The Panama Canal Museum is located in Plaza Catedral (or Plaza de la Independencia) between 5th and 6th streets in Casco Viejo. It was built in a historical building that was originally the Grand Hotel. Its construction was made by the French businessman, George Loew, between 1874 and 1875. Previously, the land was empty as a result of the multiple fires that struck the historic neighborhood.
This hotel in Casco Viejo was the most luxurious in Panama, even more luxurious than the Hotel Central Panama, which was built next door in the same year. It had gas light, full baths, and water supply. The rooms were designed around two courtyards covered by skylights. The balconies were not made together out of wood, like it was commonly done, so that the guests had more privacy. Tiled roof topped the building with five windows looking out onto the plaza. The facade has double height pilasters.
Despite how beautiful and imposing the Grand Hotel was, its history was short and in 1881 the building was sold to Count Ferdinand de Lesseps to install the Universal Company of the French Interoceanic Canal. Most of the building was used for offices, however, an entire floor was designated to accommodate high-ranking employees. All the decisions made by the French during their construction attempt were taken in this place that continues to tell the story.
The building that houses the current Panama Canal Museum was where the canal treaties were signed so that the Americans would continue the construction. The building was used by the United States Canal Commission for 4 years until they moved to Balboa in 1910. In 1915 this building was sold to the Panamanian government to be used as public offices. It was the seat of the Ministry of Education and the Post and Telegraph office. They closed the internal courtyards to add more offices and changed the facade. Over the years, the building deteriorated, like most of Casco Viejo.
The idea of creating a museum dates back to the 1980s. Finally, in 1996 the Board of Trustees of the Interoceanic Canal Museum was created. The restoration work began immediately and the first stage was inaugurated in 1997 as part of the Universal Canal Congress. The restoration of the Panama Canal Museum took six years. They recovered the facade and patios, but the interior spaces were modernized. The old kitchen of the Grand Hotel was converted into an auditorium.
Visit the Panama Canal Museum
This museum in Casco Viejo is managed by a non-profit association, whose mission is to acquire, preserve, investigate, interpret, disseminate and expose the testimonies of the history of Panama and its Canal. The Panama Canal Museum was the first non-US institution affiliated with the Smithsonian Institution. This institution has a strong presence in Panama and carries out scientific research work in different parts of the country, including Barro Colorado Island in the Panama Canal.

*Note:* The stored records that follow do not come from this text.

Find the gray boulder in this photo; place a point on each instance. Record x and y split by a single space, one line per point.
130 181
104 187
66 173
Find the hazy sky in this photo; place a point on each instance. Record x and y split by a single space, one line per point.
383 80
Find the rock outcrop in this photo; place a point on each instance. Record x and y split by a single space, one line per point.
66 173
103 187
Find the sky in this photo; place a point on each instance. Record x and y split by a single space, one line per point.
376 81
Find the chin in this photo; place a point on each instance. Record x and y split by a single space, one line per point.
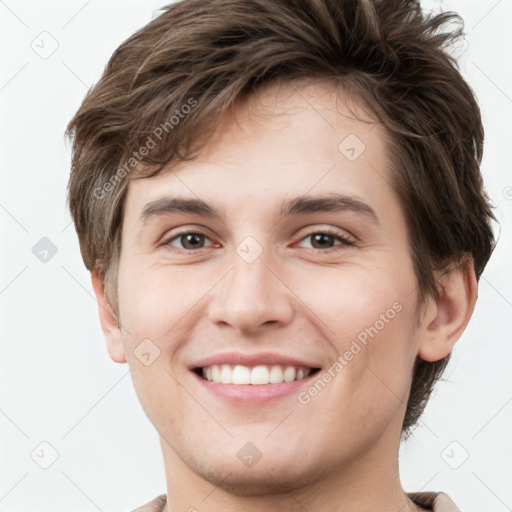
264 480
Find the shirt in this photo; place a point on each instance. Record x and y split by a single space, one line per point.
434 501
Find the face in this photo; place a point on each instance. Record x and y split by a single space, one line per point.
294 268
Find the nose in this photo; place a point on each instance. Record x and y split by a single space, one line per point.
252 297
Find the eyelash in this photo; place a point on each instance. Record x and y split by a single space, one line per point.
331 232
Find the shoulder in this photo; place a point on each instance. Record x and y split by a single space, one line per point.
156 505
435 501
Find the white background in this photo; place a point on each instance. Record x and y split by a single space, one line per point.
57 382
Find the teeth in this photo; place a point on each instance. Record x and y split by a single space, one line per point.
258 375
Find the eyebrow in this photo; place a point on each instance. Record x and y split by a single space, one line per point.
299 206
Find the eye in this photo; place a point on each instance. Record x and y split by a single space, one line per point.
190 240
322 240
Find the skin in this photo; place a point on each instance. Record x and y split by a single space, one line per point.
339 451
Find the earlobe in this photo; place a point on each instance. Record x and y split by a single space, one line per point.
108 321
446 318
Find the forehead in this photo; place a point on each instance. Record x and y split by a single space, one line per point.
287 140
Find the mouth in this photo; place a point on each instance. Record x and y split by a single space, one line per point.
257 375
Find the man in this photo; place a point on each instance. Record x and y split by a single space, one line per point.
281 207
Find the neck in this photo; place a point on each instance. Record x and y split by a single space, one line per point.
367 484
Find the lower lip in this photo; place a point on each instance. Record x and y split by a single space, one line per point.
254 394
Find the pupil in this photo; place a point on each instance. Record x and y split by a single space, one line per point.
321 236
190 239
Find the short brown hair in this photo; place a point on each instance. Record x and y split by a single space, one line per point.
205 55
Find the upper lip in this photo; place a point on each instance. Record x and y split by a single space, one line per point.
260 358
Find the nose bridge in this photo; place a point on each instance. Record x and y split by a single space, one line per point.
251 295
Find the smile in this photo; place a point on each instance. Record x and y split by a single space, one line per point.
256 375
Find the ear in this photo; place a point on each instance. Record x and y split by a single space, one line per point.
444 320
108 321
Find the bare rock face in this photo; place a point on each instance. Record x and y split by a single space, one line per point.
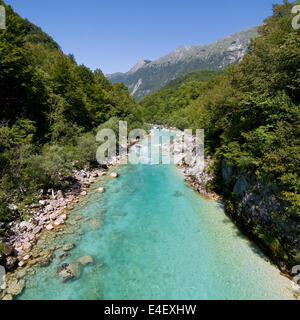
7 249
11 263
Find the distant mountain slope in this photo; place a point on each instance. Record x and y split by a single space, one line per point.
148 76
199 75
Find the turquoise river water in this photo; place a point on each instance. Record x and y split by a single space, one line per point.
158 239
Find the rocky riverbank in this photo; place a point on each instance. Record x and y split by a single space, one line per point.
251 203
197 174
45 220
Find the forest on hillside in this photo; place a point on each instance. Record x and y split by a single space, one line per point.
251 117
50 110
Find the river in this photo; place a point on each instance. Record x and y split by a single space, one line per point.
152 237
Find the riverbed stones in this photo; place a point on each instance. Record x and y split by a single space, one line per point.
85 260
15 287
68 271
68 247
114 175
11 263
49 227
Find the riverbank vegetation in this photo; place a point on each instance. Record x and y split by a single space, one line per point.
251 118
50 109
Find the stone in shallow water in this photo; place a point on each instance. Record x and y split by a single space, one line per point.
178 194
95 224
68 247
68 271
15 287
114 175
85 260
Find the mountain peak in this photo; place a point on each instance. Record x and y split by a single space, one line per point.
146 76
140 64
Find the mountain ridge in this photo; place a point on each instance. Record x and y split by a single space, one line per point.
147 76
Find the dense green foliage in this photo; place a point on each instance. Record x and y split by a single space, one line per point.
199 75
250 113
145 79
50 109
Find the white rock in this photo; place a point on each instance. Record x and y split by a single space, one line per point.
42 203
114 175
13 207
58 222
27 257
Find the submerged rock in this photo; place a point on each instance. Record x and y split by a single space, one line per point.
114 175
68 271
11 263
85 260
178 194
68 247
101 190
15 287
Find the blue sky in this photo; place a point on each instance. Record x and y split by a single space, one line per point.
114 34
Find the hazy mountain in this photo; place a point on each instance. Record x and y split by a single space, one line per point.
147 76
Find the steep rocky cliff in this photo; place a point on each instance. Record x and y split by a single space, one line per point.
147 76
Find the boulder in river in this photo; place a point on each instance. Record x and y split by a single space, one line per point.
68 247
114 175
15 287
68 271
85 260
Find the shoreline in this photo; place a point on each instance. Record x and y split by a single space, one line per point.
47 217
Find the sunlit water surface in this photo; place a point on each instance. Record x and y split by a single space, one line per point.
158 239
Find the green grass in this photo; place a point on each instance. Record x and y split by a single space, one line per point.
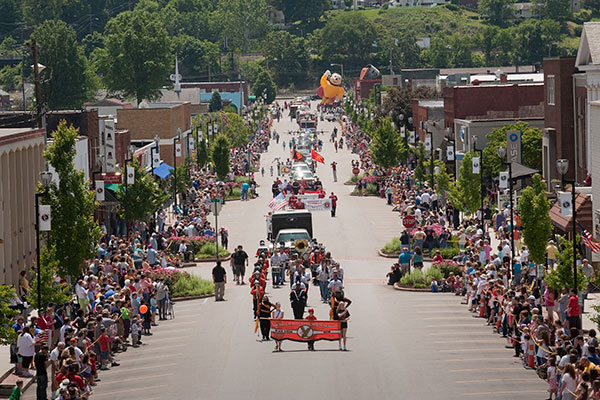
427 21
190 285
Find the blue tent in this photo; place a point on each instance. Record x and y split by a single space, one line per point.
163 170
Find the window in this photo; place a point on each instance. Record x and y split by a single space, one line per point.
550 89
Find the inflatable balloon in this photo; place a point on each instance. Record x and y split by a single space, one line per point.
331 87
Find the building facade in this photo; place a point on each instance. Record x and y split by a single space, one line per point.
21 162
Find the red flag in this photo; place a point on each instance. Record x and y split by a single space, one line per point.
317 157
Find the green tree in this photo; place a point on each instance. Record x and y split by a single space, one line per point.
555 10
287 56
386 146
305 11
68 80
347 37
74 232
534 209
499 12
144 196
216 104
136 59
264 82
52 291
531 148
243 20
469 185
220 155
7 333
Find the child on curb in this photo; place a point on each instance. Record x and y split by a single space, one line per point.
16 393
135 331
311 317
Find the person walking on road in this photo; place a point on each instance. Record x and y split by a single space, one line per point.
333 199
219 279
240 262
334 170
298 299
277 314
342 315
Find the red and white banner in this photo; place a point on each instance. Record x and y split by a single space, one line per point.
300 330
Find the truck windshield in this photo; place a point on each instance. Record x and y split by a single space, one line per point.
292 236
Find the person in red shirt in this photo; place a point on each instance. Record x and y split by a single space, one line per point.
104 343
333 199
311 317
573 310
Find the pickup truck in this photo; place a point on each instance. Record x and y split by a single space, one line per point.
290 226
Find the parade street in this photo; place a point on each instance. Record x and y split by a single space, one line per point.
405 345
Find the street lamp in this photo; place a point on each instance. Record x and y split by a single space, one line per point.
562 166
128 159
45 179
175 140
481 187
501 150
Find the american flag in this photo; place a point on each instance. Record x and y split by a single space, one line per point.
278 202
588 240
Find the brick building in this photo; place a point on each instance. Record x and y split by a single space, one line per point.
21 162
157 119
504 103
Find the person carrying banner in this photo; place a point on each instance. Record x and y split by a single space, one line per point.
277 314
264 315
311 317
298 299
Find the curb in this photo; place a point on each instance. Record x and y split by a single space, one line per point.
387 255
406 289
212 259
186 298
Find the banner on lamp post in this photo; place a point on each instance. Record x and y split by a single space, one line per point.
476 166
503 180
45 218
450 153
99 190
566 208
130 175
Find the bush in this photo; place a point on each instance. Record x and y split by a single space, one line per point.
433 272
190 285
208 250
393 247
447 267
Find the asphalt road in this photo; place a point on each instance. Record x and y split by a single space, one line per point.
401 345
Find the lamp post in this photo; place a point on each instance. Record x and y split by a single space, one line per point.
130 151
175 140
46 179
481 188
502 153
562 166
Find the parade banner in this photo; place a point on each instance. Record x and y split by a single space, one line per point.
317 204
299 330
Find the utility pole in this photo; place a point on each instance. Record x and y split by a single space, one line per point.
34 49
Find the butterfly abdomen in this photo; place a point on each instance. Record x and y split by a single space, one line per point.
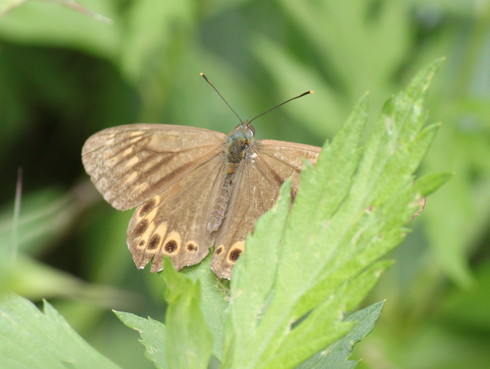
221 203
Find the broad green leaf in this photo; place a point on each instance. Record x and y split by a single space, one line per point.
153 336
214 301
8 5
188 342
336 355
48 23
286 302
30 339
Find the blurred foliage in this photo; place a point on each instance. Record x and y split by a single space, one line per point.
64 75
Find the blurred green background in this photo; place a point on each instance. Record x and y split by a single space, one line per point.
65 75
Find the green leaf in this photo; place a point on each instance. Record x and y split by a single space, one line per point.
188 342
214 301
287 298
48 23
31 339
153 336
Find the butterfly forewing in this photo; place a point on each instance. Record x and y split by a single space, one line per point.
131 164
257 186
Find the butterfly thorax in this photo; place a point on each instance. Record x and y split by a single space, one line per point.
237 147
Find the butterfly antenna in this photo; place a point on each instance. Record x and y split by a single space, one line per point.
222 98
281 104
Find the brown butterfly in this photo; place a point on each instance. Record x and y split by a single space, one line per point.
194 188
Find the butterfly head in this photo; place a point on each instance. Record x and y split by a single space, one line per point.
239 142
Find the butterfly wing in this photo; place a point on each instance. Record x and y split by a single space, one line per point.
257 186
133 163
174 222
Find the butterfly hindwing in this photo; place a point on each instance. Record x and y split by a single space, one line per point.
130 164
173 223
257 187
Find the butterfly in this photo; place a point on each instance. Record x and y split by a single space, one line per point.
194 188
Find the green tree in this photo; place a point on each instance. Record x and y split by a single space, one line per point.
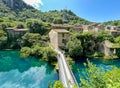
25 52
29 39
58 84
49 54
20 25
37 27
3 39
58 21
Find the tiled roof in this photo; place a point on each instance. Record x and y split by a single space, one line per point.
60 30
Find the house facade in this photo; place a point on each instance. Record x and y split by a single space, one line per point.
14 33
59 37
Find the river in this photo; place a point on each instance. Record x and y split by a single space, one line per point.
79 68
17 72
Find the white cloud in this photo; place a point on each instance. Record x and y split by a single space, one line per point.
34 3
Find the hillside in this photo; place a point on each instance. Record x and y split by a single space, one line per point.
18 11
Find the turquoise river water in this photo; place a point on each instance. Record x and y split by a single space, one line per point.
18 72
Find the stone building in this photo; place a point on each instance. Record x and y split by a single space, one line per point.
14 33
108 48
59 37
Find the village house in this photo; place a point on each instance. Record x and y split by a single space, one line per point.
108 48
114 30
59 37
14 33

Visiting the Panama Canal Museum takes between half an hour to two hours. It opens Tuesday through Sunday from 9 a.m. to 5 p.m. but the last entry is at 4:15 p.m. The museum is closed on Mondays. Entry fees for nationals and residents are different than for foreigners. Sundays provide free entry for nationals and residents between 9 a.m. until noon. People with disabilities can visit the museum, since it has facilities to receive and attend including the provision of wheelchairs, elevators and access ramps. Those who want to coordinate a guided tour must book in advance.
Photography is not allowed inside the Panama Canal Museum. They have ten rooms with permanent exhibits that are exposed in chronological order, providing testimonies of the history of the interoceanic route through the isthmus and then the construction of the Panama Canal. This museum is an excellent complement to the museum that is located in the Miraflores Locks.
The construction of the Canal was carried out between 1904-1914 and the permanent exhibition pays tribute to engineers and workers. People who visit can see how daily life was like in the Canal Zone (exclusive strip for Americans on both sides of the Panama Canal). Later the Canal was managed by the Americans between 1914-1979 causing conflicts between both countries. Finally, in 1977 the Torrijos-Carter Treaties (the museum has the original treaty) were signed, returning the Panama Canal to the Panamanian state on December 31, 1999.
In addition, the Panama Canal Museum has temporary exhibits that vary every year. Topics include culture, art, architecture, history, and environmental conservation. Check their website to find information on current exhibitions and events.